Quero contar um conto que seja muito interessante, mas tudo o que me aparecem são personagens miseráveis que como numa roda louca aparecem. Cada uma com o seu problema e todas me gritam aos ouvidos:
- Quero que me ouças e me fales.
- Dança comigo como se não houvesse amanhã.
- Mergulha no mesmo mar que eu, como sereia, banho-me aqui, todos os dias.
E assim continuam a falar coisas sem fim, como se eu conseguisse reportar todas as suas vozes. E como não consigo, perco-me em algumas, vendo imagens sem fim de suas vidas. Ou pelo menos as vidas que consigo ver em apenas uma frase.
Alguém que me pede para ouvir, é alguém que não tem ninguém para falar e por isso empresto o meu ouvido, empresto também a minha alma para que possa sentir-se em casa. E assim, prossigo a ouvir as palavras de alguém que me quer despejar coisas como: tenho caspa e não sei como resolver. Às vezes é nítido, que tudo o que precisa é de falar. Outras, é possível confundir com necessidades que soa a necessidades reais. “Tenho fome e não tenho como comer.”. É nesta altura que me levanto e pego nas chaves de casa para correr a um supermercado e colecionar no carrinho de compras tudo o que esta mulher, esta voz feminina, sopra ao meu ouvido. O pior é que quando chego à porta não sei onde me dirigir, porque não sei se de facto esta mulher existe. Sei apenas que me grita ao ouvido. Acabo por trazer as compras para casa, etiqueto como: mulher desesperada.

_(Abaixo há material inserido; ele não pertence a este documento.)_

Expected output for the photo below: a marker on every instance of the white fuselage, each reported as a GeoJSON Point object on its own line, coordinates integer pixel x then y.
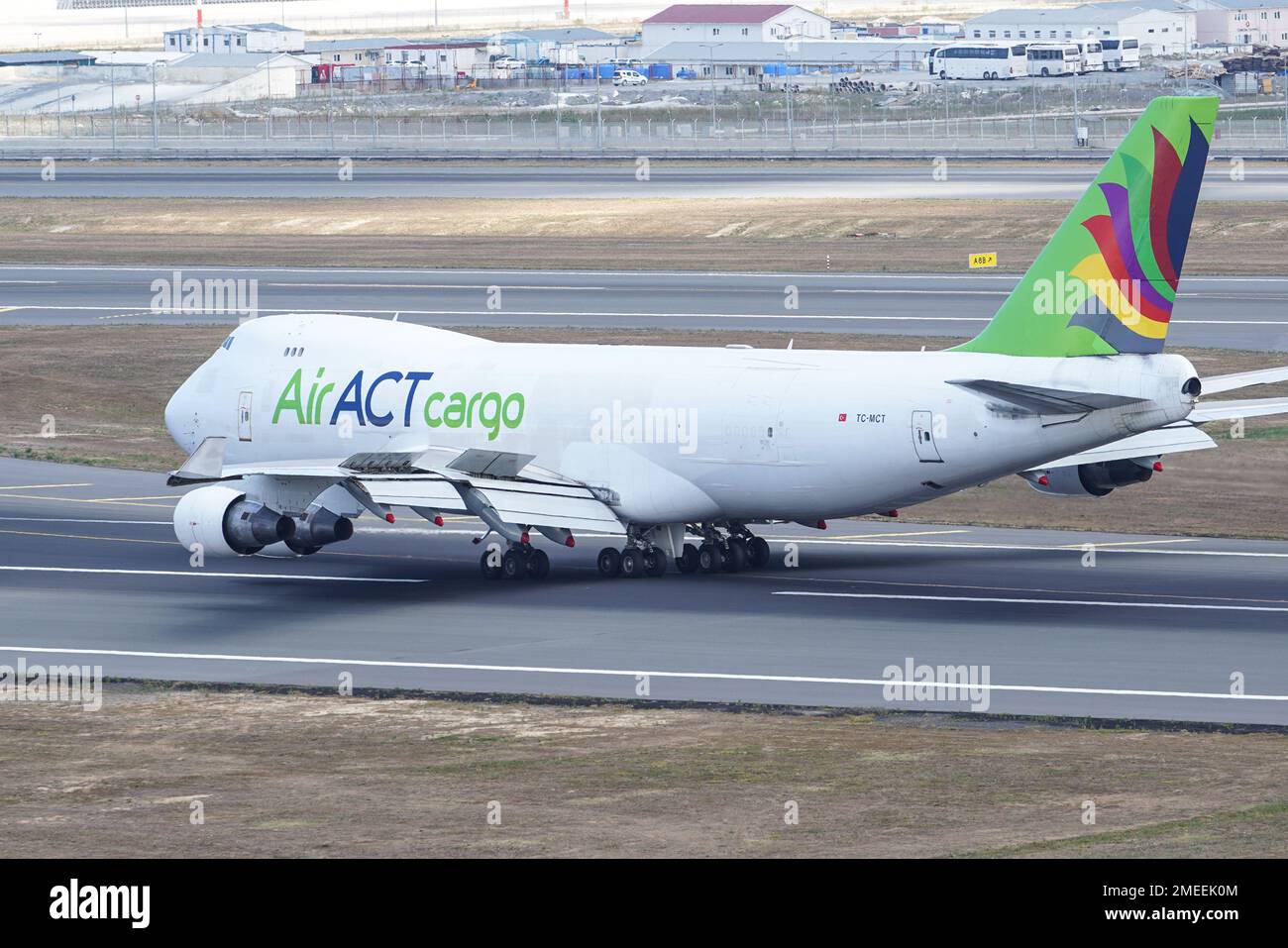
{"type": "Point", "coordinates": [679, 434]}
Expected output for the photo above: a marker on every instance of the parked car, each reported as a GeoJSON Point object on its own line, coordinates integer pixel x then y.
{"type": "Point", "coordinates": [629, 77]}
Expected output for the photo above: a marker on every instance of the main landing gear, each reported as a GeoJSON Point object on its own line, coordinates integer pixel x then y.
{"type": "Point", "coordinates": [520, 561]}
{"type": "Point", "coordinates": [729, 550]}
{"type": "Point", "coordinates": [631, 562]}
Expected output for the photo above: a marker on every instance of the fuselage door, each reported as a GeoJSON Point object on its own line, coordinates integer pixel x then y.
{"type": "Point", "coordinates": [244, 416]}
{"type": "Point", "coordinates": [923, 437]}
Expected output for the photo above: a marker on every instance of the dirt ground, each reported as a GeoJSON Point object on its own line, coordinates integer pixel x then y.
{"type": "Point", "coordinates": [308, 776]}
{"type": "Point", "coordinates": [67, 371]}
{"type": "Point", "coordinates": [735, 235]}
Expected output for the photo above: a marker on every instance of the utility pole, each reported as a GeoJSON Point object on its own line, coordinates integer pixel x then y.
{"type": "Point", "coordinates": [156, 133]}
{"type": "Point", "coordinates": [711, 69]}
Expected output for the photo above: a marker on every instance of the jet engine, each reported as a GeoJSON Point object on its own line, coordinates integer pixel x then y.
{"type": "Point", "coordinates": [226, 523]}
{"type": "Point", "coordinates": [1094, 479]}
{"type": "Point", "coordinates": [317, 527]}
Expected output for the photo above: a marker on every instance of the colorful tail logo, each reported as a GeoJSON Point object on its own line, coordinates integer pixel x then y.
{"type": "Point", "coordinates": [1134, 273]}
{"type": "Point", "coordinates": [1107, 281]}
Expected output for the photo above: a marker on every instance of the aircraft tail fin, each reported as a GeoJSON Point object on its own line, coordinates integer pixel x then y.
{"type": "Point", "coordinates": [1106, 283]}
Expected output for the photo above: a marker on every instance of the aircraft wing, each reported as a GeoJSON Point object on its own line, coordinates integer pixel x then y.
{"type": "Point", "coordinates": [1240, 380]}
{"type": "Point", "coordinates": [501, 488]}
{"type": "Point", "coordinates": [1162, 441]}
{"type": "Point", "coordinates": [1245, 408]}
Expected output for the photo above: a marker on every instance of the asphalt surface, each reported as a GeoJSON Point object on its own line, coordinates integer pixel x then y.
{"type": "Point", "coordinates": [90, 574]}
{"type": "Point", "coordinates": [665, 179]}
{"type": "Point", "coordinates": [1223, 312]}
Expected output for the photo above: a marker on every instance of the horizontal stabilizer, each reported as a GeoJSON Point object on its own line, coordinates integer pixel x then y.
{"type": "Point", "coordinates": [1247, 408]}
{"type": "Point", "coordinates": [1162, 441]}
{"type": "Point", "coordinates": [1240, 380]}
{"type": "Point", "coordinates": [1044, 401]}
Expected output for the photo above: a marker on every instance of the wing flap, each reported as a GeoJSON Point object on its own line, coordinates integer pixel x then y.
{"type": "Point", "coordinates": [1162, 441]}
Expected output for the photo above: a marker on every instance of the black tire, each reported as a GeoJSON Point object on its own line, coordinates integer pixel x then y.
{"type": "Point", "coordinates": [688, 559]}
{"type": "Point", "coordinates": [733, 558]}
{"type": "Point", "coordinates": [539, 565]}
{"type": "Point", "coordinates": [514, 566]}
{"type": "Point", "coordinates": [609, 562]}
{"type": "Point", "coordinates": [655, 562]}
{"type": "Point", "coordinates": [708, 558]}
{"type": "Point", "coordinates": [742, 545]}
{"type": "Point", "coordinates": [632, 563]}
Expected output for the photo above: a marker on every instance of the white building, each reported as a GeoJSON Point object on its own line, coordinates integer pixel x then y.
{"type": "Point", "coordinates": [441, 58]}
{"type": "Point", "coordinates": [1163, 27]}
{"type": "Point", "coordinates": [236, 38]}
{"type": "Point", "coordinates": [733, 24]}
{"type": "Point", "coordinates": [748, 59]}
{"type": "Point", "coordinates": [1263, 22]}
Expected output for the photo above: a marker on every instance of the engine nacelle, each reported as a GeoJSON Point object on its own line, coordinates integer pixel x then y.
{"type": "Point", "coordinates": [1093, 479]}
{"type": "Point", "coordinates": [317, 527]}
{"type": "Point", "coordinates": [227, 524]}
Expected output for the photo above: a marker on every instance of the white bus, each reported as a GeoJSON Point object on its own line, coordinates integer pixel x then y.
{"type": "Point", "coordinates": [1121, 53]}
{"type": "Point", "coordinates": [1054, 59]}
{"type": "Point", "coordinates": [980, 60]}
{"type": "Point", "coordinates": [1093, 55]}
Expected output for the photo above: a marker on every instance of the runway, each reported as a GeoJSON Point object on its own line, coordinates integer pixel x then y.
{"type": "Point", "coordinates": [90, 574]}
{"type": "Point", "coordinates": [1223, 312]}
{"type": "Point", "coordinates": [600, 180]}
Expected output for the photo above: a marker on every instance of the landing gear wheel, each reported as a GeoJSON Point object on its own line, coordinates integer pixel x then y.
{"type": "Point", "coordinates": [609, 562]}
{"type": "Point", "coordinates": [708, 558]}
{"type": "Point", "coordinates": [632, 563]}
{"type": "Point", "coordinates": [655, 562]}
{"type": "Point", "coordinates": [688, 559]}
{"type": "Point", "coordinates": [539, 565]}
{"type": "Point", "coordinates": [742, 544]}
{"type": "Point", "coordinates": [513, 565]}
{"type": "Point", "coordinates": [733, 558]}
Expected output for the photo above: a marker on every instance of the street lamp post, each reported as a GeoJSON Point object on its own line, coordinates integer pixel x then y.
{"type": "Point", "coordinates": [156, 130]}
{"type": "Point", "coordinates": [112, 73]}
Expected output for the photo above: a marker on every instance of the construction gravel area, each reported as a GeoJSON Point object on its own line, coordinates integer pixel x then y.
{"type": "Point", "coordinates": [730, 235]}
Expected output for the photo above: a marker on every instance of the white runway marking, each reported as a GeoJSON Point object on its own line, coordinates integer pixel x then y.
{"type": "Point", "coordinates": [206, 574]}
{"type": "Point", "coordinates": [33, 487]}
{"type": "Point", "coordinates": [622, 673]}
{"type": "Point", "coordinates": [423, 270]}
{"type": "Point", "coordinates": [68, 519]}
{"type": "Point", "coordinates": [1031, 601]}
{"type": "Point", "coordinates": [492, 316]}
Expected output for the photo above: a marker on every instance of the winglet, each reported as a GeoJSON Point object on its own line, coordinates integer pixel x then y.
{"type": "Point", "coordinates": [204, 464]}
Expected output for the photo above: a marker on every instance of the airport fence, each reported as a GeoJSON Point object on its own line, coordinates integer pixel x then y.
{"type": "Point", "coordinates": [441, 137]}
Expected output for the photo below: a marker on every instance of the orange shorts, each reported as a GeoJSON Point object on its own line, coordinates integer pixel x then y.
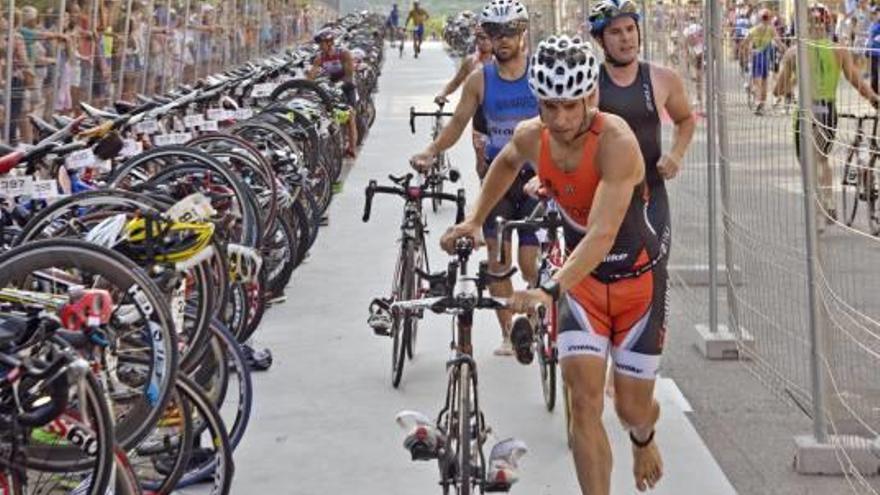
{"type": "Point", "coordinates": [627, 317]}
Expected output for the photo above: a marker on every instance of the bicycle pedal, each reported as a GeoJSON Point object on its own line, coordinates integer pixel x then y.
{"type": "Point", "coordinates": [276, 300]}
{"type": "Point", "coordinates": [497, 487]}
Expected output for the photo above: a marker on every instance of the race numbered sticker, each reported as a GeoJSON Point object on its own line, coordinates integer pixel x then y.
{"type": "Point", "coordinates": [193, 120]}
{"type": "Point", "coordinates": [209, 125]}
{"type": "Point", "coordinates": [80, 159]}
{"type": "Point", "coordinates": [147, 127]}
{"type": "Point", "coordinates": [11, 187]}
{"type": "Point", "coordinates": [131, 147]}
{"type": "Point", "coordinates": [45, 189]}
{"type": "Point", "coordinates": [173, 138]}
{"type": "Point", "coordinates": [244, 113]}
{"type": "Point", "coordinates": [263, 90]}
{"type": "Point", "coordinates": [220, 114]}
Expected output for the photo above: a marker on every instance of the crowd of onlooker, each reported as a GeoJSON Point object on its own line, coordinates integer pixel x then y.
{"type": "Point", "coordinates": [98, 50]}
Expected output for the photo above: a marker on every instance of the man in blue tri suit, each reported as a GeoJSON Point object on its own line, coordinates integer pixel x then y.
{"type": "Point", "coordinates": [502, 91]}
{"type": "Point", "coordinates": [393, 23]}
{"type": "Point", "coordinates": [418, 16]}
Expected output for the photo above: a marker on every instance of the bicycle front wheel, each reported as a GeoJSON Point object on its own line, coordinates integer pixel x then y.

Por outro lado ouço tantas vezes aquela que me pede para dançar com ela, e como não sei do que gosta ela, vejo vezes sem conta, a minha lista de música e escolho para ela umas 7 músicas. Músicas que oiço em loop o dia todo, mas que escolho para que cada um dos dias da semana se possa cantar uma diferente. De facto, se esta mulher tiver o mesmo problema que eu, irá ouvir tudo, de uma vez só. Sou viciada em consumos musicais. Continuo, no entanto, a ouvi-la a pedir para que eu dance com ela, e por isso faço-lhe esse favor e danço.
Em jeitos envergonhados, ao ver o mar na minha frente vou despindo a roupa até nada sobrar, faço-o sem perceber se está alguém a ver. Contudo, no final, acabo por olhar ao meu redor para confirmar se estou a ser vigiada. Nada. Ninguém. Então falo, como se alguém me estive a ouvir, danço até entrar no mar e mergulho desejando ser uma sereia.
Sou alguém que vive entre o mundo das vozes e o mundo da consciência, onde tudo é tão mau que chego a implorar para que essas vozes voltem, estranho que sejam sempre vozes de mulheres e que por incrível que pareça eu quase diria que sou eu. Porém, sou alguém tão consciente e normal que nunca me permitiria ser essas mulheres que querem ser ouvidas, ou aquelas que dançam como se não houvesse amanhã, muito menos aquelas que mergulham no mar para nadar como sereias. Afinal: sereias, dizem que não existem.